First make sure your BC.S are homogeneous. I use L to represent the operator i.e. differentiate twice plus x time diff. once :
[itex]\hat{L}y_{total}= \hat{L}\{\phi + y_{homogen}\} = \cos(2x)\\<br /> \hat{L}\phi = \hat{L}\{y_{total} - y_{hom}\}[/itex]
By definition the total solution and the homogeneous sol. have the inhomogeneous BCS so the particular solution phi has homogeneous.
So if you use Greens then the solution is [itex]y_{total} = y_{homogen} +\int\limits_{0}^5 f(x')G(x,x')\,\text{d}x'[/itex]
 
perlawin said:

Homework Statement



y"+xy'=cos(2x), y(0)=1, y'(5)+2y(5)=10

Homework Equations





The Attempt at a Solution



I am trying to solve this using matlab. I split the 2nd order d.e. into 2 first order d.e.'s. I set y1=y, and y2= dy/dx. Thus dy1/dx=y2 and dy2/dx= cos(2x)-x*y2. Then dy/dt= [y2; cos(2x)-x*y2].

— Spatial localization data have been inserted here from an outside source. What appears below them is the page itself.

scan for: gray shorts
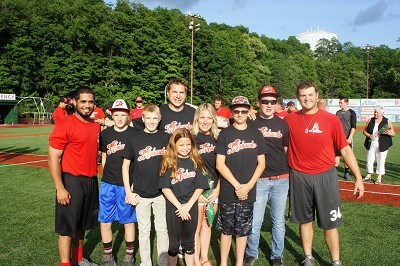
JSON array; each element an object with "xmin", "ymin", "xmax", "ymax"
[{"xmin": 289, "ymin": 167, "xmax": 342, "ymax": 230}]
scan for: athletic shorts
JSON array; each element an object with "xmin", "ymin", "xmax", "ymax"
[
  {"xmin": 216, "ymin": 201, "xmax": 254, "ymax": 237},
  {"xmin": 289, "ymin": 167, "xmax": 342, "ymax": 230},
  {"xmin": 55, "ymin": 173, "xmax": 99, "ymax": 238},
  {"xmin": 98, "ymin": 182, "xmax": 137, "ymax": 224}
]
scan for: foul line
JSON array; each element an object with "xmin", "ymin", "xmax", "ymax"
[
  {"xmin": 340, "ymin": 188, "xmax": 400, "ymax": 197},
  {"xmin": 0, "ymin": 159, "xmax": 48, "ymax": 168}
]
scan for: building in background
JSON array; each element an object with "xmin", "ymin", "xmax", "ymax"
[{"xmin": 296, "ymin": 27, "xmax": 338, "ymax": 51}]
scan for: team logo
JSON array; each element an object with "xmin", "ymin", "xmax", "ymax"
[
  {"xmin": 164, "ymin": 121, "xmax": 192, "ymax": 134},
  {"xmin": 171, "ymin": 168, "xmax": 196, "ymax": 184},
  {"xmin": 308, "ymin": 122, "xmax": 323, "ymax": 134},
  {"xmin": 227, "ymin": 139, "xmax": 257, "ymax": 155},
  {"xmin": 198, "ymin": 143, "xmax": 215, "ymax": 154},
  {"xmin": 107, "ymin": 140, "xmax": 125, "ymax": 155},
  {"xmin": 138, "ymin": 146, "xmax": 166, "ymax": 161},
  {"xmin": 258, "ymin": 127, "xmax": 283, "ymax": 138}
]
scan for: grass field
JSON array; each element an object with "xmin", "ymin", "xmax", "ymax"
[{"xmin": 0, "ymin": 124, "xmax": 399, "ymax": 265}]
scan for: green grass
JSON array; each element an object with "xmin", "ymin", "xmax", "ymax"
[{"xmin": 0, "ymin": 124, "xmax": 399, "ymax": 265}]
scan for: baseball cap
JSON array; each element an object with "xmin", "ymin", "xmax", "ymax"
[
  {"xmin": 286, "ymin": 101, "xmax": 295, "ymax": 107},
  {"xmin": 135, "ymin": 96, "xmax": 143, "ymax": 103},
  {"xmin": 109, "ymin": 99, "xmax": 130, "ymax": 112},
  {"xmin": 230, "ymin": 96, "xmax": 251, "ymax": 108},
  {"xmin": 258, "ymin": 85, "xmax": 279, "ymax": 98},
  {"xmin": 59, "ymin": 97, "xmax": 68, "ymax": 103}
]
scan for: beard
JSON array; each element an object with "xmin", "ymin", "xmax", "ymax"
[{"xmin": 76, "ymin": 108, "xmax": 93, "ymax": 120}]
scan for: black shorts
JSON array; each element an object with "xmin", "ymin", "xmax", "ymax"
[
  {"xmin": 55, "ymin": 173, "xmax": 99, "ymax": 238},
  {"xmin": 216, "ymin": 201, "xmax": 254, "ymax": 237},
  {"xmin": 289, "ymin": 167, "xmax": 342, "ymax": 230}
]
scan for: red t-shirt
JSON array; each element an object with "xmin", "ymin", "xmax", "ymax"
[
  {"xmin": 90, "ymin": 107, "xmax": 105, "ymax": 120},
  {"xmin": 130, "ymin": 107, "xmax": 144, "ymax": 120},
  {"xmin": 284, "ymin": 109, "xmax": 348, "ymax": 174},
  {"xmin": 275, "ymin": 110, "xmax": 288, "ymax": 119},
  {"xmin": 215, "ymin": 106, "xmax": 232, "ymax": 119},
  {"xmin": 52, "ymin": 106, "xmax": 68, "ymax": 125},
  {"xmin": 49, "ymin": 114, "xmax": 101, "ymax": 177}
]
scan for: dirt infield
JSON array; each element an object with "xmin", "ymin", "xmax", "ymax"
[{"xmin": 0, "ymin": 152, "xmax": 398, "ymax": 208}]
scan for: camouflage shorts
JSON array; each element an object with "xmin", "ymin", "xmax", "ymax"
[{"xmin": 216, "ymin": 201, "xmax": 254, "ymax": 237}]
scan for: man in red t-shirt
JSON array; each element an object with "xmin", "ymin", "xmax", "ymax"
[
  {"xmin": 214, "ymin": 96, "xmax": 231, "ymax": 129},
  {"xmin": 274, "ymin": 98, "xmax": 288, "ymax": 119},
  {"xmin": 52, "ymin": 97, "xmax": 69, "ymax": 125},
  {"xmin": 284, "ymin": 81, "xmax": 364, "ymax": 266},
  {"xmin": 130, "ymin": 96, "xmax": 144, "ymax": 120},
  {"xmin": 48, "ymin": 86, "xmax": 101, "ymax": 266}
]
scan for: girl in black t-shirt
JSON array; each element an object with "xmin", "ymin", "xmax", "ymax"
[{"xmin": 159, "ymin": 128, "xmax": 209, "ymax": 266}]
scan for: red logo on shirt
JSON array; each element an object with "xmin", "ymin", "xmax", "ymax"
[
  {"xmin": 107, "ymin": 140, "xmax": 125, "ymax": 155},
  {"xmin": 227, "ymin": 139, "xmax": 257, "ymax": 155},
  {"xmin": 258, "ymin": 127, "xmax": 283, "ymax": 138},
  {"xmin": 171, "ymin": 168, "xmax": 196, "ymax": 184},
  {"xmin": 164, "ymin": 121, "xmax": 192, "ymax": 134},
  {"xmin": 138, "ymin": 146, "xmax": 166, "ymax": 161},
  {"xmin": 198, "ymin": 143, "xmax": 215, "ymax": 154}
]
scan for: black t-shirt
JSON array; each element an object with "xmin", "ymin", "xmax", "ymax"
[
  {"xmin": 195, "ymin": 132, "xmax": 219, "ymax": 188},
  {"xmin": 121, "ymin": 130, "xmax": 170, "ymax": 198},
  {"xmin": 101, "ymin": 126, "xmax": 136, "ymax": 186},
  {"xmin": 249, "ymin": 114, "xmax": 290, "ymax": 176},
  {"xmin": 159, "ymin": 104, "xmax": 196, "ymax": 134},
  {"xmin": 159, "ymin": 158, "xmax": 209, "ymax": 208},
  {"xmin": 215, "ymin": 124, "xmax": 267, "ymax": 203}
]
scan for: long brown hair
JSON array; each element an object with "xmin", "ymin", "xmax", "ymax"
[{"xmin": 159, "ymin": 128, "xmax": 207, "ymax": 178}]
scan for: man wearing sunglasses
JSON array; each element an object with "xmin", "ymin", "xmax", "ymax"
[{"xmin": 244, "ymin": 86, "xmax": 290, "ymax": 266}]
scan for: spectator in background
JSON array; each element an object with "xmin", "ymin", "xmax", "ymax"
[
  {"xmin": 274, "ymin": 99, "xmax": 288, "ymax": 119},
  {"xmin": 286, "ymin": 101, "xmax": 297, "ymax": 113},
  {"xmin": 317, "ymin": 99, "xmax": 327, "ymax": 110},
  {"xmin": 53, "ymin": 97, "xmax": 69, "ymax": 125},
  {"xmin": 66, "ymin": 98, "xmax": 75, "ymax": 115},
  {"xmin": 335, "ymin": 97, "xmax": 357, "ymax": 181},
  {"xmin": 214, "ymin": 96, "xmax": 231, "ymax": 129},
  {"xmin": 362, "ymin": 106, "xmax": 395, "ymax": 184},
  {"xmin": 130, "ymin": 96, "xmax": 145, "ymax": 121},
  {"xmin": 90, "ymin": 104, "xmax": 106, "ymax": 126}
]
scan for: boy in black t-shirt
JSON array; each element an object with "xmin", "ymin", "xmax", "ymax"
[
  {"xmin": 99, "ymin": 99, "xmax": 136, "ymax": 266},
  {"xmin": 215, "ymin": 96, "xmax": 266, "ymax": 266},
  {"xmin": 121, "ymin": 104, "xmax": 170, "ymax": 266}
]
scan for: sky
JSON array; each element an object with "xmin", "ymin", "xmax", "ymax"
[{"xmin": 108, "ymin": 0, "xmax": 400, "ymax": 49}]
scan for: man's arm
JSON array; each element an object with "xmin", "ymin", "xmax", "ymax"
[
  {"xmin": 340, "ymin": 146, "xmax": 364, "ymax": 199},
  {"xmin": 236, "ymin": 154, "xmax": 265, "ymax": 198},
  {"xmin": 48, "ymin": 146, "xmax": 70, "ymax": 205}
]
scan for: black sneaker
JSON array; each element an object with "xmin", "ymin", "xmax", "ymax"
[
  {"xmin": 272, "ymin": 256, "xmax": 283, "ymax": 266},
  {"xmin": 243, "ymin": 255, "xmax": 256, "ymax": 266}
]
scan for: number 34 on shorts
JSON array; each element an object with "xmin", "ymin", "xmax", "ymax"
[{"xmin": 330, "ymin": 207, "xmax": 342, "ymax": 222}]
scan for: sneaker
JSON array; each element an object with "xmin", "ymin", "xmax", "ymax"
[
  {"xmin": 363, "ymin": 175, "xmax": 372, "ymax": 181},
  {"xmin": 102, "ymin": 255, "xmax": 116, "ymax": 266},
  {"xmin": 332, "ymin": 260, "xmax": 342, "ymax": 266},
  {"xmin": 75, "ymin": 258, "xmax": 99, "ymax": 266},
  {"xmin": 302, "ymin": 256, "xmax": 314, "ymax": 266},
  {"xmin": 344, "ymin": 173, "xmax": 351, "ymax": 181},
  {"xmin": 272, "ymin": 256, "xmax": 283, "ymax": 266},
  {"xmin": 243, "ymin": 255, "xmax": 256, "ymax": 266},
  {"xmin": 122, "ymin": 255, "xmax": 135, "ymax": 266}
]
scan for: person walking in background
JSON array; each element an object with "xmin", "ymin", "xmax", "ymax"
[
  {"xmin": 335, "ymin": 97, "xmax": 357, "ymax": 181},
  {"xmin": 274, "ymin": 99, "xmax": 288, "ymax": 119},
  {"xmin": 99, "ymin": 99, "xmax": 137, "ymax": 266},
  {"xmin": 317, "ymin": 99, "xmax": 327, "ymax": 110},
  {"xmin": 214, "ymin": 96, "xmax": 231, "ymax": 129},
  {"xmin": 284, "ymin": 81, "xmax": 364, "ymax": 266},
  {"xmin": 122, "ymin": 104, "xmax": 170, "ymax": 266},
  {"xmin": 215, "ymin": 96, "xmax": 266, "ymax": 266},
  {"xmin": 130, "ymin": 96, "xmax": 145, "ymax": 121},
  {"xmin": 244, "ymin": 86, "xmax": 290, "ymax": 266},
  {"xmin": 362, "ymin": 106, "xmax": 395, "ymax": 184},
  {"xmin": 285, "ymin": 101, "xmax": 297, "ymax": 113},
  {"xmin": 53, "ymin": 97, "xmax": 69, "ymax": 125},
  {"xmin": 48, "ymin": 86, "xmax": 101, "ymax": 266},
  {"xmin": 192, "ymin": 103, "xmax": 220, "ymax": 266},
  {"xmin": 159, "ymin": 129, "xmax": 209, "ymax": 266}
]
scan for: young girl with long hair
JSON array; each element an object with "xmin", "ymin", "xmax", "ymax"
[
  {"xmin": 159, "ymin": 128, "xmax": 209, "ymax": 266},
  {"xmin": 192, "ymin": 103, "xmax": 220, "ymax": 266}
]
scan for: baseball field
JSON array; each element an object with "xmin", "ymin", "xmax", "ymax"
[{"xmin": 0, "ymin": 124, "xmax": 399, "ymax": 265}]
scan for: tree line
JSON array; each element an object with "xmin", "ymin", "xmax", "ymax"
[{"xmin": 1, "ymin": 0, "xmax": 399, "ymax": 108}]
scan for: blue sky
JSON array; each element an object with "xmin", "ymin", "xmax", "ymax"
[{"xmin": 107, "ymin": 0, "xmax": 400, "ymax": 48}]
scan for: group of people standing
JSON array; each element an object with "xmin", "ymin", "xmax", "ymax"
[{"xmin": 48, "ymin": 78, "xmax": 393, "ymax": 266}]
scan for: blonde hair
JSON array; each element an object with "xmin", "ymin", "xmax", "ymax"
[
  {"xmin": 142, "ymin": 103, "xmax": 160, "ymax": 117},
  {"xmin": 192, "ymin": 103, "xmax": 219, "ymax": 140},
  {"xmin": 159, "ymin": 128, "xmax": 207, "ymax": 178}
]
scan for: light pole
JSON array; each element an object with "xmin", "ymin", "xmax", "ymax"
[
  {"xmin": 188, "ymin": 19, "xmax": 200, "ymax": 104},
  {"xmin": 365, "ymin": 44, "xmax": 373, "ymax": 99}
]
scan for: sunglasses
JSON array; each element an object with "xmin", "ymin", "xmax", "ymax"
[
  {"xmin": 232, "ymin": 110, "xmax": 249, "ymax": 115},
  {"xmin": 260, "ymin": 99, "xmax": 277, "ymax": 105}
]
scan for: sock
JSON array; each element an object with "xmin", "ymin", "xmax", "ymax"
[
  {"xmin": 103, "ymin": 241, "xmax": 113, "ymax": 256},
  {"xmin": 60, "ymin": 263, "xmax": 71, "ymax": 266},
  {"xmin": 125, "ymin": 241, "xmax": 134, "ymax": 257},
  {"xmin": 71, "ymin": 247, "xmax": 83, "ymax": 263},
  {"xmin": 344, "ymin": 168, "xmax": 349, "ymax": 174}
]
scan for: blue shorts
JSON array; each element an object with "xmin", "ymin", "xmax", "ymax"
[{"xmin": 98, "ymin": 182, "xmax": 137, "ymax": 224}]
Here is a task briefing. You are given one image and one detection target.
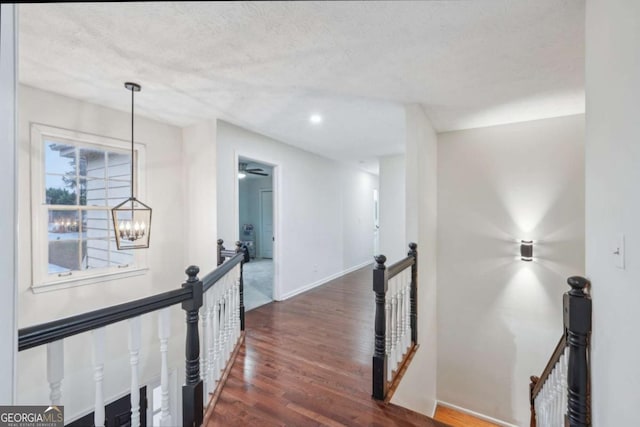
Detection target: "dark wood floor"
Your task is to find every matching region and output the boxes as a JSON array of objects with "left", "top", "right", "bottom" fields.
[{"left": 206, "top": 266, "right": 447, "bottom": 426}]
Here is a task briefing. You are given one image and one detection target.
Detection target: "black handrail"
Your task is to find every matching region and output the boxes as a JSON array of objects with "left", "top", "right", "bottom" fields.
[
  {"left": 203, "top": 252, "right": 243, "bottom": 292},
  {"left": 19, "top": 287, "right": 192, "bottom": 352},
  {"left": 387, "top": 255, "right": 415, "bottom": 279},
  {"left": 18, "top": 253, "right": 246, "bottom": 427}
]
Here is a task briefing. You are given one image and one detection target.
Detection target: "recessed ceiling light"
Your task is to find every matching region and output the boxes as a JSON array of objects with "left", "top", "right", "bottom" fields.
[
  {"left": 310, "top": 114, "right": 323, "bottom": 124},
  {"left": 238, "top": 172, "right": 246, "bottom": 179}
]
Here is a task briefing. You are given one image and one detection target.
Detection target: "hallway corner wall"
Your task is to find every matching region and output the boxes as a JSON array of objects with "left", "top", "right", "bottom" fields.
[
  {"left": 378, "top": 154, "right": 406, "bottom": 263},
  {"left": 391, "top": 104, "right": 438, "bottom": 417}
]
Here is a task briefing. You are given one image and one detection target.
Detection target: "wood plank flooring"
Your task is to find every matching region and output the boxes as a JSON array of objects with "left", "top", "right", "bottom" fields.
[
  {"left": 206, "top": 266, "right": 447, "bottom": 426},
  {"left": 434, "top": 406, "right": 499, "bottom": 427}
]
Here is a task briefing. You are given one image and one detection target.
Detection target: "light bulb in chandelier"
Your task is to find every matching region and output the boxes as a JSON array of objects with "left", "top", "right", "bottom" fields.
[{"left": 118, "top": 219, "right": 147, "bottom": 242}]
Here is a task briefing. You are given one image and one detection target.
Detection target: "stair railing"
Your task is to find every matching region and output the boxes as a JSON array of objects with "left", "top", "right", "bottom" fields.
[
  {"left": 372, "top": 242, "right": 418, "bottom": 401},
  {"left": 18, "top": 248, "right": 245, "bottom": 427},
  {"left": 529, "top": 276, "right": 591, "bottom": 427}
]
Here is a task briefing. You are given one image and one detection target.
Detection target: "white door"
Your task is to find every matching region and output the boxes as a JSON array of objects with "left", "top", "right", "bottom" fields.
[{"left": 260, "top": 190, "right": 273, "bottom": 258}]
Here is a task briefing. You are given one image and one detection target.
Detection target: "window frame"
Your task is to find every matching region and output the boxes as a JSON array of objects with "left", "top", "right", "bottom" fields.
[{"left": 30, "top": 123, "right": 149, "bottom": 293}]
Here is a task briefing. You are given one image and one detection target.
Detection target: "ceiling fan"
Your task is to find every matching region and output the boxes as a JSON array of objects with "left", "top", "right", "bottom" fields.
[{"left": 238, "top": 162, "right": 268, "bottom": 177}]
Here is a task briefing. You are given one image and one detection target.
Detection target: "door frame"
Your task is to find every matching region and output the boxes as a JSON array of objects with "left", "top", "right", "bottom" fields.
[
  {"left": 233, "top": 151, "right": 281, "bottom": 300},
  {"left": 258, "top": 189, "right": 273, "bottom": 259}
]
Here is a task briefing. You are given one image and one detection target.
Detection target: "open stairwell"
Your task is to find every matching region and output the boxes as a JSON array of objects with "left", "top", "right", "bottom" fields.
[{"left": 205, "top": 257, "right": 442, "bottom": 426}]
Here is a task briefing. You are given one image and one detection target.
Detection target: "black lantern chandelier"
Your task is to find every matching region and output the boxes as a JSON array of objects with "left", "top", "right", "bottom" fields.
[{"left": 111, "top": 82, "right": 152, "bottom": 250}]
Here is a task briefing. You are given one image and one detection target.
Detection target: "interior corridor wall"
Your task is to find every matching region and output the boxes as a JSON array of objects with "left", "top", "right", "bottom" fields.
[
  {"left": 437, "top": 114, "right": 585, "bottom": 426},
  {"left": 586, "top": 1, "right": 640, "bottom": 424},
  {"left": 391, "top": 105, "right": 438, "bottom": 417},
  {"left": 16, "top": 86, "right": 187, "bottom": 420},
  {"left": 216, "top": 120, "right": 378, "bottom": 300},
  {"left": 378, "top": 154, "right": 406, "bottom": 262}
]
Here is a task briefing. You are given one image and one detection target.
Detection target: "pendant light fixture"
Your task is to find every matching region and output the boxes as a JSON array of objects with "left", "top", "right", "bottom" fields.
[{"left": 111, "top": 82, "right": 152, "bottom": 250}]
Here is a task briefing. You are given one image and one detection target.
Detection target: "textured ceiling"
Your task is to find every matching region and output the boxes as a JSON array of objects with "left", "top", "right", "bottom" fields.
[{"left": 18, "top": 1, "right": 585, "bottom": 170}]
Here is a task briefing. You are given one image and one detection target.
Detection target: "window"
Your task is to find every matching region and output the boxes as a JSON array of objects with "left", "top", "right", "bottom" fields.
[{"left": 31, "top": 124, "right": 147, "bottom": 291}]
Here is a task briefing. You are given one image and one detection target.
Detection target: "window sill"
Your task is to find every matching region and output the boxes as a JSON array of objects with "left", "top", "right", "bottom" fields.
[{"left": 31, "top": 267, "right": 149, "bottom": 294}]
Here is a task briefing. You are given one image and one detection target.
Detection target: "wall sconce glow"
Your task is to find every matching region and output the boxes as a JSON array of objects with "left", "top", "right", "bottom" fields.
[
  {"left": 520, "top": 240, "right": 533, "bottom": 262},
  {"left": 309, "top": 114, "right": 323, "bottom": 124},
  {"left": 238, "top": 172, "right": 246, "bottom": 179}
]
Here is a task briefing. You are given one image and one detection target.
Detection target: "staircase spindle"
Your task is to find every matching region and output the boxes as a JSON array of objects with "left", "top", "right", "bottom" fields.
[
  {"left": 158, "top": 308, "right": 172, "bottom": 427},
  {"left": 403, "top": 269, "right": 411, "bottom": 352},
  {"left": 199, "top": 291, "right": 210, "bottom": 395},
  {"left": 205, "top": 288, "right": 216, "bottom": 392},
  {"left": 213, "top": 291, "right": 222, "bottom": 381},
  {"left": 128, "top": 316, "right": 141, "bottom": 427},
  {"left": 92, "top": 327, "right": 106, "bottom": 427},
  {"left": 46, "top": 340, "right": 63, "bottom": 405}
]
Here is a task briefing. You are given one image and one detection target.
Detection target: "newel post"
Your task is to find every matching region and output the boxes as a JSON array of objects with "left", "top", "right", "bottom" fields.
[
  {"left": 217, "top": 239, "right": 225, "bottom": 266},
  {"left": 182, "top": 266, "right": 204, "bottom": 427},
  {"left": 372, "top": 255, "right": 388, "bottom": 400},
  {"left": 564, "top": 276, "right": 591, "bottom": 427},
  {"left": 235, "top": 241, "right": 246, "bottom": 331},
  {"left": 408, "top": 242, "right": 418, "bottom": 344}
]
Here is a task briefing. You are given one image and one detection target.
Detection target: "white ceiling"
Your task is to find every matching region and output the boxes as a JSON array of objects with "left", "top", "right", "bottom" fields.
[{"left": 18, "top": 1, "right": 585, "bottom": 173}]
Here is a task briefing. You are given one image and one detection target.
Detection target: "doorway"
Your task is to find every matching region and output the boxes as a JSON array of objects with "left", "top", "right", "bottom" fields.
[{"left": 238, "top": 157, "right": 274, "bottom": 311}]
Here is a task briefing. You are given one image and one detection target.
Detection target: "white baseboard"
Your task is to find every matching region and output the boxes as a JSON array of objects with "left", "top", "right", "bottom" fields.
[
  {"left": 436, "top": 400, "right": 518, "bottom": 427},
  {"left": 278, "top": 260, "right": 373, "bottom": 301}
]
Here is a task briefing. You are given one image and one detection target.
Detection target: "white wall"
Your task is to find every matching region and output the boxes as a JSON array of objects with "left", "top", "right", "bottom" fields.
[
  {"left": 586, "top": 1, "right": 640, "bottom": 425},
  {"left": 391, "top": 105, "right": 438, "bottom": 416},
  {"left": 378, "top": 154, "right": 406, "bottom": 262},
  {"left": 437, "top": 115, "right": 585, "bottom": 425},
  {"left": 217, "top": 120, "right": 378, "bottom": 300},
  {"left": 239, "top": 175, "right": 273, "bottom": 257},
  {"left": 0, "top": 3, "right": 18, "bottom": 404},
  {"left": 182, "top": 120, "right": 218, "bottom": 272},
  {"left": 17, "top": 86, "right": 187, "bottom": 419}
]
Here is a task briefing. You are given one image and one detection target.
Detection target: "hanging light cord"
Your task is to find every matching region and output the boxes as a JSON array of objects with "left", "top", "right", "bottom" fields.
[{"left": 130, "top": 86, "right": 135, "bottom": 201}]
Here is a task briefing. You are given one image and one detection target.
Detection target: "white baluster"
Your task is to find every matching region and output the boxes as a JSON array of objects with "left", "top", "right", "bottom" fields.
[
  {"left": 158, "top": 308, "right": 173, "bottom": 427},
  {"left": 234, "top": 274, "right": 240, "bottom": 342},
  {"left": 397, "top": 273, "right": 403, "bottom": 358},
  {"left": 129, "top": 317, "right": 141, "bottom": 427},
  {"left": 394, "top": 277, "right": 402, "bottom": 370},
  {"left": 199, "top": 292, "right": 210, "bottom": 395},
  {"left": 212, "top": 288, "right": 222, "bottom": 381},
  {"left": 388, "top": 279, "right": 395, "bottom": 373},
  {"left": 46, "top": 340, "right": 64, "bottom": 405},
  {"left": 235, "top": 266, "right": 241, "bottom": 339},
  {"left": 385, "top": 293, "right": 392, "bottom": 380},
  {"left": 225, "top": 281, "right": 233, "bottom": 356},
  {"left": 404, "top": 271, "right": 411, "bottom": 351},
  {"left": 92, "top": 327, "right": 106, "bottom": 427},
  {"left": 218, "top": 290, "right": 227, "bottom": 377},
  {"left": 206, "top": 288, "right": 216, "bottom": 393}
]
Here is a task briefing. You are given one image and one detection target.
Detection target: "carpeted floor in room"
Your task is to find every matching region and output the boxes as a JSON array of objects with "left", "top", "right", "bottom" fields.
[{"left": 243, "top": 258, "right": 274, "bottom": 311}]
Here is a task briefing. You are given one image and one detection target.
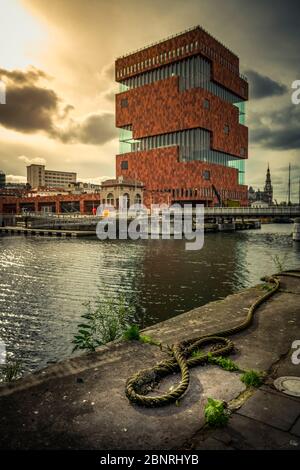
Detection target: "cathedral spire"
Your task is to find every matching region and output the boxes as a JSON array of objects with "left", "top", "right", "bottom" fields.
[{"left": 264, "top": 164, "right": 273, "bottom": 205}]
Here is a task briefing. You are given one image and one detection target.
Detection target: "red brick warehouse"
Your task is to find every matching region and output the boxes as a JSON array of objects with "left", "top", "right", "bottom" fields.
[{"left": 115, "top": 25, "right": 249, "bottom": 207}]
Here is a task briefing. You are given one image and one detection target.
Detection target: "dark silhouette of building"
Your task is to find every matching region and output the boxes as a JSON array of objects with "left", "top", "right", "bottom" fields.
[
  {"left": 0, "top": 170, "right": 5, "bottom": 188},
  {"left": 264, "top": 164, "right": 273, "bottom": 205},
  {"left": 115, "top": 26, "right": 248, "bottom": 207},
  {"left": 248, "top": 165, "right": 273, "bottom": 206}
]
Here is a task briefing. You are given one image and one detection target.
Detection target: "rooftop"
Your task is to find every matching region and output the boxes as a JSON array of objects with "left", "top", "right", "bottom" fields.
[
  {"left": 102, "top": 177, "right": 144, "bottom": 187},
  {"left": 117, "top": 25, "right": 238, "bottom": 61}
]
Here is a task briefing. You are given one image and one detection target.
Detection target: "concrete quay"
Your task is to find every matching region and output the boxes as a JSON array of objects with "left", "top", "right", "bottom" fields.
[
  {"left": 0, "top": 226, "right": 96, "bottom": 237},
  {"left": 0, "top": 273, "right": 299, "bottom": 450},
  {"left": 0, "top": 219, "right": 261, "bottom": 238}
]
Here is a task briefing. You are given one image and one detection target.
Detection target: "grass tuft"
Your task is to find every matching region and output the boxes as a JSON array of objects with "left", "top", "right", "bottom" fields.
[
  {"left": 123, "top": 324, "right": 140, "bottom": 341},
  {"left": 240, "top": 370, "right": 263, "bottom": 387},
  {"left": 204, "top": 398, "right": 229, "bottom": 427},
  {"left": 1, "top": 361, "right": 21, "bottom": 382},
  {"left": 191, "top": 349, "right": 205, "bottom": 359},
  {"left": 207, "top": 353, "right": 240, "bottom": 372},
  {"left": 139, "top": 335, "right": 161, "bottom": 346}
]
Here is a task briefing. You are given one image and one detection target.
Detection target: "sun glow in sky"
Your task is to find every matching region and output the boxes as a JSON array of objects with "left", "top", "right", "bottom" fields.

X spans from 0 to 5, which comes easily from the problem.
I know that y1(0)= 0 easily.

I cannot fathom what to make of the second initial condition. I thought of integrating dy2/dx but I can't get an answer. I really have no idea where I should go.

If you are working "analytically", just solve the problem using initial conditions y(0) = 1 and y'(0) = a, an unknown constant. Now solve the DE out to x = 5 and write y(5) + y'(5) in terms of your parameter 'a'. If you are working purely numerically you can do something similar, starting with a trial value of y'(0) and seeing what happens at x = 5, then adjusting the value of y'(0) up or down as needed (using methods available in the literature to figure out what to do).

RGV